An eye-opening new article by Marc Hogan on Pitchfork highlights the impact of the WGA and SAG-AFTRA strikes on the music business.

The ongoing strikes by the Writers Guild of America (WGA) and SAG-AFTRA (representing actors) in Hollywood have had significant repercussions on the music industry, particularly for those involved in licensing music for film and TV. Music supervisor Maggie Phillips, known for her work on projects like Moonlight, has seen her income slashed by roughly half with several projects on hold, and she had to furlough her employees. Licensing music for visual media had become a crucial income source for musicians, with royalties from music synchronization contributing 2.4% of all U.S. recorded music revenues in recent years, but the strikes have disrupted opportunities for musicians.

While commercials, reality shows, and independent projects are exempt from the strikes, the disruption in the entertainment industry has affected revenue streams for musicians and music professionals.
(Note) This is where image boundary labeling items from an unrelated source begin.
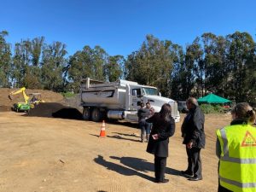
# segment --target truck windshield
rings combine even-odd
[[[158,96],[158,90],[154,88],[143,87],[143,93],[145,95]]]

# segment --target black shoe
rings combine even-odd
[[[200,180],[202,180],[202,177],[190,177],[189,178],[189,181],[200,181]]]
[[[183,176],[185,176],[187,177],[192,177],[194,176],[193,174],[189,173],[187,171],[181,171],[180,172]]]
[[[168,183],[169,179],[164,178],[163,180],[155,180],[155,183]]]

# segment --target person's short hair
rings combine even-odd
[[[187,99],[187,103],[190,103],[192,105],[198,106],[197,100],[195,97],[189,97]]]
[[[255,111],[247,102],[236,104],[231,110],[231,113],[236,116],[236,119],[246,120],[248,123],[254,123],[256,119]]]

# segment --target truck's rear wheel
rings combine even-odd
[[[99,108],[92,109],[91,119],[95,122],[99,122],[102,119],[102,113]]]
[[[84,120],[90,120],[90,110],[88,108],[84,108],[83,111],[83,119]]]

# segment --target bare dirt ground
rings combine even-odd
[[[206,115],[203,180],[198,182],[179,175],[187,158],[177,123],[167,159],[170,182],[159,184],[153,182],[154,156],[139,142],[136,125],[107,123],[107,137],[99,138],[102,123],[0,112],[0,191],[214,192],[215,131],[230,120],[230,115]]]

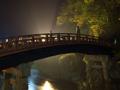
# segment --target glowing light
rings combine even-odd
[[[42,90],[55,90],[49,81],[45,81]]]
[[[8,39],[6,39],[5,42],[8,42]]]
[[[42,42],[45,42],[46,40],[45,39],[42,39]]]

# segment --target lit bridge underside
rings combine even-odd
[[[113,44],[95,36],[76,33],[23,35],[0,40],[0,68],[57,54],[79,52],[111,55]]]

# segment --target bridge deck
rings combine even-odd
[[[76,33],[45,33],[0,39],[0,57],[28,49],[65,44],[89,44],[111,47],[112,44],[98,37]]]

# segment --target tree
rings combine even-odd
[[[57,25],[87,26],[88,34],[99,36],[115,22],[112,14],[119,4],[119,0],[66,0],[57,17]]]

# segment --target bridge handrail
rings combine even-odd
[[[44,43],[65,43],[65,42],[86,42],[86,43],[99,43],[110,45],[109,42],[106,42],[99,37],[85,35],[85,34],[77,34],[77,33],[41,33],[41,34],[31,34],[31,35],[19,35],[16,37],[7,37],[0,39],[0,50],[6,48],[17,48],[18,46],[26,46],[29,44],[42,45]],[[47,45],[47,44],[46,44]],[[17,46],[17,47],[16,47]]]

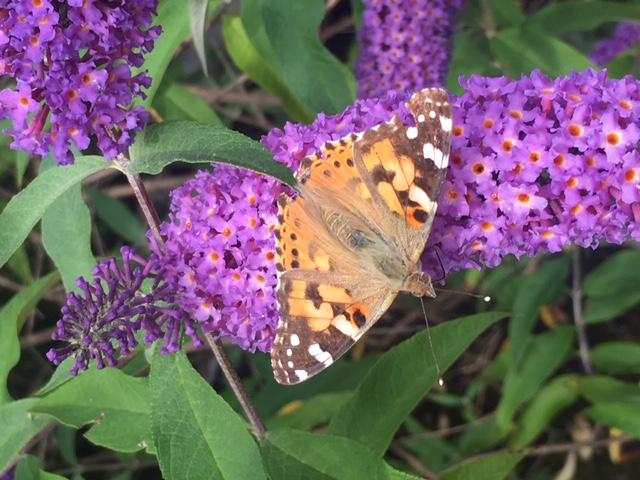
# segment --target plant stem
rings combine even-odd
[[[158,243],[158,247],[164,250],[164,240],[160,235],[160,219],[158,218],[158,213],[156,212],[155,208],[153,208],[153,204],[149,199],[147,189],[145,188],[140,175],[127,172],[126,166],[128,163],[129,160],[124,155],[119,155],[118,158],[116,158],[116,164],[126,175],[131,188],[133,188],[133,192],[135,193],[136,199],[138,200],[138,203],[142,208],[142,212],[147,220],[147,223],[149,224],[149,227],[153,232],[153,236]],[[213,350],[213,354],[215,355],[216,360],[218,360],[218,363],[220,364],[220,368],[222,368],[225,377],[227,377],[229,385],[231,385],[231,388],[233,389],[236,397],[238,397],[238,401],[240,402],[240,405],[242,405],[247,418],[249,418],[256,436],[258,438],[263,438],[267,431],[264,426],[264,422],[260,418],[260,415],[258,415],[258,411],[256,410],[253,401],[249,397],[249,394],[244,389],[242,380],[240,380],[240,377],[233,369],[233,365],[231,365],[229,357],[227,357],[224,348],[219,342],[216,342],[209,335],[205,335],[205,337],[207,339],[207,342],[209,342],[211,350]]]
[[[211,335],[207,334],[206,338],[207,342],[209,342],[209,345],[211,346],[211,350],[213,350],[213,354],[216,356],[216,360],[218,360],[220,368],[222,368],[225,377],[227,377],[227,380],[229,381],[229,385],[231,385],[240,405],[242,405],[242,409],[247,414],[247,418],[253,426],[253,431],[256,437],[260,439],[264,438],[267,428],[264,426],[264,422],[262,421],[262,418],[260,418],[251,397],[249,397],[249,394],[244,389],[242,380],[240,380],[240,377],[234,370],[233,365],[231,365],[231,361],[225,353],[224,347],[220,342],[214,340]]]

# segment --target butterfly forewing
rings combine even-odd
[[[447,93],[425,89],[396,116],[305,158],[304,198],[279,200],[276,380],[294,384],[346,352],[389,307],[433,222],[451,144]]]

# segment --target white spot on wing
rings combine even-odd
[[[450,132],[453,127],[453,120],[449,117],[440,117],[440,126],[445,132]]]
[[[331,365],[333,363],[333,357],[329,352],[325,352],[320,348],[320,345],[314,343],[309,346],[309,354],[313,355],[313,357],[320,363],[324,365]]]
[[[424,158],[430,158],[438,168],[446,168],[449,163],[449,158],[445,157],[441,150],[438,150],[431,143],[425,143],[422,148]]]
[[[420,205],[426,212],[431,210],[432,201],[429,199],[429,196],[417,185],[411,185],[409,189],[409,200],[416,202]]]

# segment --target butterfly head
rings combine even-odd
[[[405,279],[402,290],[411,292],[416,297],[427,296],[434,298],[436,296],[433,284],[431,283],[431,277],[428,273],[420,270],[416,270]]]

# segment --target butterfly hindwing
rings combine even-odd
[[[271,358],[276,380],[290,385],[344,354],[387,310],[397,292],[375,278],[362,282],[356,254],[315,221],[319,213],[305,206],[304,199],[283,195],[278,203],[281,320]]]

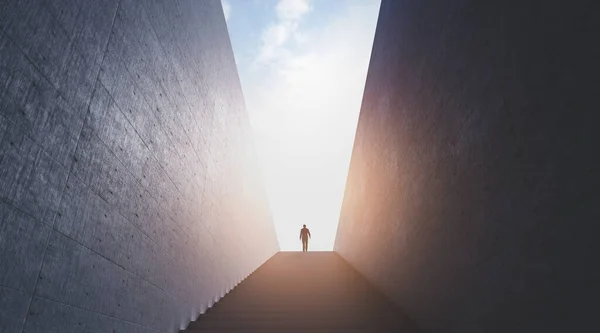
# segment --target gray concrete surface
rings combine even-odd
[[[220,1],[0,1],[0,332],[175,332],[277,251]]]
[[[335,250],[424,331],[598,330],[596,13],[383,1]]]
[[[416,333],[335,252],[279,252],[183,332]]]

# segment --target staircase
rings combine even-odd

Music supervisors, who play a vital role in selecting and licensing songs for soundtracks, have also faced delays in payments due to the strikes. Unlike actors and writers, music supervisors are largely freelancers and do not qualify for employee benefits like health insurance, making it difficult for them to call for a similar strike.

The impact extends to artists releasing albums, as the timing for licensing deals and promotional opportunities like late-night TV performances has been disrupted. The absence of film and TV production is particularly felt in the music industry, where sync deals can yield significant income. Established artists might weather the storm, but emerging and underground artists are more vulnerable.

The strikes have prompted discussions about the value of creative work and compensation for musicians, paralleling the broader shifts in the music industry with the rise of streaming platforms. While the strikes have created uncertainty, they also highlight the need for fair compensation and rights for musicians in an evolving digital landscape.